E-commerce for goods and services trade has been adversely impacted by the same factors that have caused disruption in supply and demand overall. Such disruptions have resulted in delivery delays or outright cancellation of orders. Several other e-commerce-related challenges have arisen or been further amplified during this pandemic. These include price gouging, product safety concerns, deceptive practices, cyber security concerns, the need for increased bandwidth, and development-related concerns.
The pandemic has highlighted the glaring need to bridge the digital divide, both within and across countries, given the central role the digital economy has played during the crisis. Many traditional obstacles have been accentuated and have continued to hamper greater participation in e-commerce activities by small producers, sellers and consumers in developing countries, particularly in least-developed countries.
The global nature of COVID-19 and its impact on e-commerce may encourage strengthened international cooperation and the further development of policies for online purchases and supply. The pandemic has made it clear that e-commerce can be an important solution for consumers and can also support small businesses and, by making economies more competitive, be an economic driver for both domestic growth and international trade.

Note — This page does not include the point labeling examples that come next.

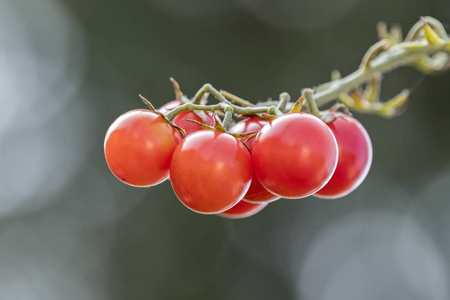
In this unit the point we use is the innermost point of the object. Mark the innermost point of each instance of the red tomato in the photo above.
(256, 193)
(294, 155)
(139, 146)
(210, 171)
(181, 118)
(242, 210)
(355, 158)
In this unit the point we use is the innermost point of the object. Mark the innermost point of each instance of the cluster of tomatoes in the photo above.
(213, 172)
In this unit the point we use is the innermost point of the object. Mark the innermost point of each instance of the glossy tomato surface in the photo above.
(294, 155)
(256, 193)
(355, 158)
(181, 118)
(210, 171)
(243, 210)
(139, 146)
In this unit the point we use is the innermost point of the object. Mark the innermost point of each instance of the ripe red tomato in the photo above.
(139, 146)
(294, 155)
(210, 171)
(256, 193)
(355, 158)
(242, 210)
(181, 118)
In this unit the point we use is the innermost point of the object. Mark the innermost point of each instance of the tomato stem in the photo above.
(426, 47)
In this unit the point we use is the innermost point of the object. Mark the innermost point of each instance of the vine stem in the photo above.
(223, 107)
(397, 56)
(426, 47)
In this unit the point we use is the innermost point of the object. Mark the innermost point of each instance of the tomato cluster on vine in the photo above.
(291, 156)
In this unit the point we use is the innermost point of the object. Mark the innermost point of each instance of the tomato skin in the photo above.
(355, 158)
(243, 209)
(181, 118)
(139, 146)
(210, 171)
(256, 193)
(294, 155)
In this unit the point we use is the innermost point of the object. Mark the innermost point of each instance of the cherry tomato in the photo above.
(181, 118)
(242, 210)
(355, 158)
(139, 146)
(256, 193)
(294, 155)
(210, 171)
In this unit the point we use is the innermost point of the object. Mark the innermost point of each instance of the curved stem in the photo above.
(220, 107)
(395, 57)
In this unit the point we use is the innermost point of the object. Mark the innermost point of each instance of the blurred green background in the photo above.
(70, 230)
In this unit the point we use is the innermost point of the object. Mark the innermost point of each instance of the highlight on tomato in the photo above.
(182, 118)
(256, 193)
(355, 158)
(210, 171)
(243, 209)
(294, 155)
(139, 146)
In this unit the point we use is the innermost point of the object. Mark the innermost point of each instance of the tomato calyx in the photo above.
(162, 116)
(219, 127)
(339, 110)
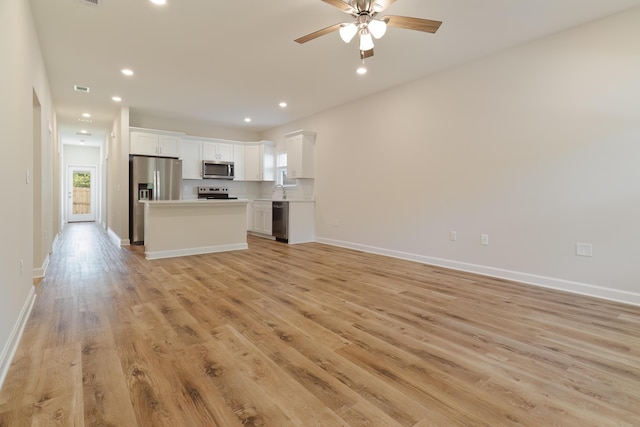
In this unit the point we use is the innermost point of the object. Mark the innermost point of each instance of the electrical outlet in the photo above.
(584, 249)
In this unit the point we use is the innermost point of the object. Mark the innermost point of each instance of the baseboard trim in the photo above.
(516, 276)
(195, 251)
(116, 239)
(16, 335)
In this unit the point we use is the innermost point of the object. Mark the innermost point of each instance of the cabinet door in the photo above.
(258, 217)
(209, 151)
(268, 220)
(168, 146)
(225, 152)
(145, 144)
(238, 159)
(268, 155)
(191, 155)
(252, 163)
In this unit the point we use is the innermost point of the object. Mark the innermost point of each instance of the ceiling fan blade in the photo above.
(343, 6)
(380, 5)
(318, 33)
(418, 24)
(364, 54)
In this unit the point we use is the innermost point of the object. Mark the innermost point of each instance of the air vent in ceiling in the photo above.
(91, 2)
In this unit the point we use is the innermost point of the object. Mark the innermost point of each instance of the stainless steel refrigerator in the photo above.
(150, 178)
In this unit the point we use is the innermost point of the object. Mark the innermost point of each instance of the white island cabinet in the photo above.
(174, 228)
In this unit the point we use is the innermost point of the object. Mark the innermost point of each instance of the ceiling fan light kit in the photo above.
(366, 42)
(367, 26)
(347, 32)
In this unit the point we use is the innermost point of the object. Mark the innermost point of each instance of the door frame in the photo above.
(93, 215)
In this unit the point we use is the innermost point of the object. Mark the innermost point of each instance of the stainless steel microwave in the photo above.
(215, 169)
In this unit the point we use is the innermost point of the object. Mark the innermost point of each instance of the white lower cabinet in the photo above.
(261, 217)
(301, 222)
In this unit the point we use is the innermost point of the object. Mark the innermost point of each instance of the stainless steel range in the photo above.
(214, 193)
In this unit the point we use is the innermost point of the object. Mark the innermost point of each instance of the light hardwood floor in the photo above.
(311, 335)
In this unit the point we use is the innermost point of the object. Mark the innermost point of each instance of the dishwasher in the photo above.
(280, 221)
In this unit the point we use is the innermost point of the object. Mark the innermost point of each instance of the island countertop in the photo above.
(175, 228)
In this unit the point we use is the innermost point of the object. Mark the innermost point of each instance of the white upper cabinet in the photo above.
(217, 150)
(259, 161)
(238, 160)
(147, 142)
(191, 155)
(300, 154)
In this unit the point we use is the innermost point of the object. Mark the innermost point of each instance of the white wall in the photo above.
(538, 147)
(22, 73)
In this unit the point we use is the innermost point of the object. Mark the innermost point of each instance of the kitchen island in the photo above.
(174, 228)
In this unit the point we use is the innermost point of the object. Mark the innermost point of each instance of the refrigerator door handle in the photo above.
(157, 185)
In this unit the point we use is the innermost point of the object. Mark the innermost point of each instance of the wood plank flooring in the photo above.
(311, 335)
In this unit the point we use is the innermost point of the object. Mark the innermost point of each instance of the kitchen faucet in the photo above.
(284, 192)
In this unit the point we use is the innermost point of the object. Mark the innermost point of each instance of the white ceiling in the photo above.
(221, 61)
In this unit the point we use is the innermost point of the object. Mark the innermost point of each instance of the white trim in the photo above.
(39, 273)
(517, 276)
(14, 339)
(195, 251)
(116, 239)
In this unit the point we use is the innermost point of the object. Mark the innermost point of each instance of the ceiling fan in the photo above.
(367, 25)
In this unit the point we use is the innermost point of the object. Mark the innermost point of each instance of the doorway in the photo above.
(81, 193)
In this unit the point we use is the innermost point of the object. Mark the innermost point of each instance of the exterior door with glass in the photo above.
(81, 194)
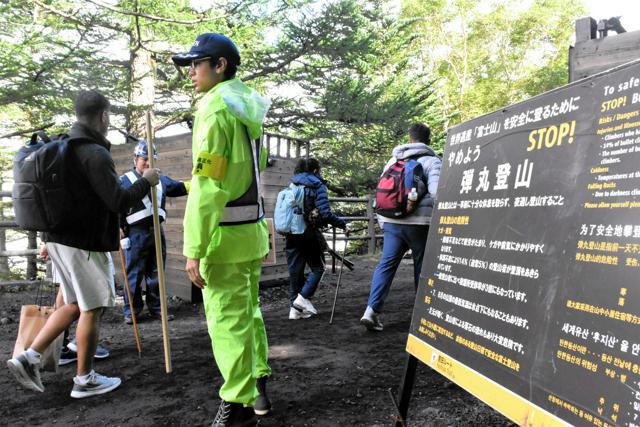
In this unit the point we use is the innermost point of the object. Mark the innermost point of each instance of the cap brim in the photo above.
(184, 59)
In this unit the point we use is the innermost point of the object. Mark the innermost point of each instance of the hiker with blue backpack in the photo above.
(305, 244)
(404, 202)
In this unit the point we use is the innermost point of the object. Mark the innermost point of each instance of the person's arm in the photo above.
(324, 208)
(207, 197)
(174, 188)
(101, 173)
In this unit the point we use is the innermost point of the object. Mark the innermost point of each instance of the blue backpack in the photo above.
(289, 213)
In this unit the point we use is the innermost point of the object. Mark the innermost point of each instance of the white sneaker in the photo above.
(371, 320)
(96, 384)
(304, 304)
(26, 372)
(295, 314)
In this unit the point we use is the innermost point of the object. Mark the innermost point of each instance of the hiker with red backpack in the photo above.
(404, 202)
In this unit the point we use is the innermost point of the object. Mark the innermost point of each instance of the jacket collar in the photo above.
(81, 131)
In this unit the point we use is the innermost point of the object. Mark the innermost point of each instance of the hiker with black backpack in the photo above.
(79, 247)
(307, 248)
(404, 202)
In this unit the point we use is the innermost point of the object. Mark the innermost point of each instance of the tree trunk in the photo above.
(143, 89)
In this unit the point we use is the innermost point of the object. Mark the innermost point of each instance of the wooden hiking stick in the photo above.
(335, 298)
(133, 314)
(159, 260)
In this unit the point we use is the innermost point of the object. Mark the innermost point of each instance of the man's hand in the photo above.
(193, 270)
(152, 175)
(44, 252)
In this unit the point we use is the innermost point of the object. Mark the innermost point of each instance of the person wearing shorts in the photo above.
(80, 253)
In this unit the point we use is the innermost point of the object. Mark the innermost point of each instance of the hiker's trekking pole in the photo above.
(159, 260)
(133, 314)
(335, 298)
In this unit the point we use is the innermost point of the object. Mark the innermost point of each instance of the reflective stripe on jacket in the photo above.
(219, 133)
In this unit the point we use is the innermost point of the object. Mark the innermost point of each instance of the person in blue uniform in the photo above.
(139, 243)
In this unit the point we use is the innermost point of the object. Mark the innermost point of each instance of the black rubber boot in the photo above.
(263, 404)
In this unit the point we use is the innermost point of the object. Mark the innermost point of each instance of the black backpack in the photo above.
(41, 200)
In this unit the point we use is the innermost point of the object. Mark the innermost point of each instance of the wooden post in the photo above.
(268, 138)
(406, 388)
(32, 267)
(136, 333)
(371, 226)
(586, 29)
(333, 246)
(159, 260)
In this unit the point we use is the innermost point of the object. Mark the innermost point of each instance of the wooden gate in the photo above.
(174, 159)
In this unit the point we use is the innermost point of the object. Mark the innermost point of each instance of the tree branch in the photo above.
(161, 18)
(73, 18)
(27, 131)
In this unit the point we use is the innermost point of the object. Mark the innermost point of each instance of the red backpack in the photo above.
(394, 186)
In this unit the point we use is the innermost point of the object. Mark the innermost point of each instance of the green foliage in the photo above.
(346, 74)
(490, 54)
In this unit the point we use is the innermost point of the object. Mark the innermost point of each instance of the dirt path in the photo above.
(324, 375)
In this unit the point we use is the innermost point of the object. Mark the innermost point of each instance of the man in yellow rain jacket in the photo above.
(225, 234)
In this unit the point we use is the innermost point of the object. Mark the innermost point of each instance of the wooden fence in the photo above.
(175, 161)
(30, 253)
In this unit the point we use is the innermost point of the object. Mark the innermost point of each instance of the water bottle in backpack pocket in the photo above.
(288, 217)
(41, 199)
(394, 187)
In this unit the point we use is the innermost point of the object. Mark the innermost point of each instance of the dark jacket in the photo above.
(95, 186)
(170, 188)
(315, 196)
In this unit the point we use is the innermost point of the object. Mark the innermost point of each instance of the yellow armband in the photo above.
(212, 166)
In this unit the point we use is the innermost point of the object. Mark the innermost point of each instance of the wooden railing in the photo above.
(30, 253)
(285, 146)
(368, 231)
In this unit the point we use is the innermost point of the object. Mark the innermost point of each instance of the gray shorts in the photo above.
(85, 277)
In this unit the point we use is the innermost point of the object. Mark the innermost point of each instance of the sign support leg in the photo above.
(406, 388)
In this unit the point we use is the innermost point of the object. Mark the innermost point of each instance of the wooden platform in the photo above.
(174, 160)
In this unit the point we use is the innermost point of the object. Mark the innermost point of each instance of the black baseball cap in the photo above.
(214, 45)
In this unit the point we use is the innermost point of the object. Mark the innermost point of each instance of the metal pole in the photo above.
(335, 298)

Bangladesh becomes the third-largest garment supplier to the US
As per the US Department of Commerce affiliated Office of Textiles and Apparel (Otexa), Bangladesh's apparel exports to the United States grew by 6.73 percent in the first quarter of 2020 year-on-year, strengthening the country's position as the third-largest supplier to the American market, after Vietnam and China.
Bangladesh fetched about $1.67 billion from apparel exports to the US during the January-March period in 2020, against $1.56 billion earnings during the corresponding period of 2019. However, the country's apparel export earnings witnessed over an 85 per cent decline to $375 million in April 2020, which was $2.54 billion in the same period last year.
Experts and exporters opined that the growth happened since Bangladesh had not been affected by the novel coronavirus till March. At that time, Chinese factories faced closures and supply chains had been disrupted due to the Covid-19 outbreak. The US also witnessed a tough phase of the outbreak, resulting in retail store closures. As a result, their imports fell by 12.07 per cent to $17.84 billion in the first quarter of 2020.
Exporters believe that Bangladesh's apparel exports will observe the effect the outbreak of coronavirus for the next two to three months as most factories were closed for the last one month – March 26 to April 26.
Between January and March 2020, Bangladesh shipped 602.98 m. sq. mt. of apparel goods to the US. But apparel exports from Cambodia and Pakistan saw growths of 14.4 per cent and 13.8 per cent, respectively. According to the BGMEA, cotton products constitute a share of 74.14 percent of Bangladeshi apparel exports. Against an increased demand for cotton, import of the item from the US has increased over the last few years.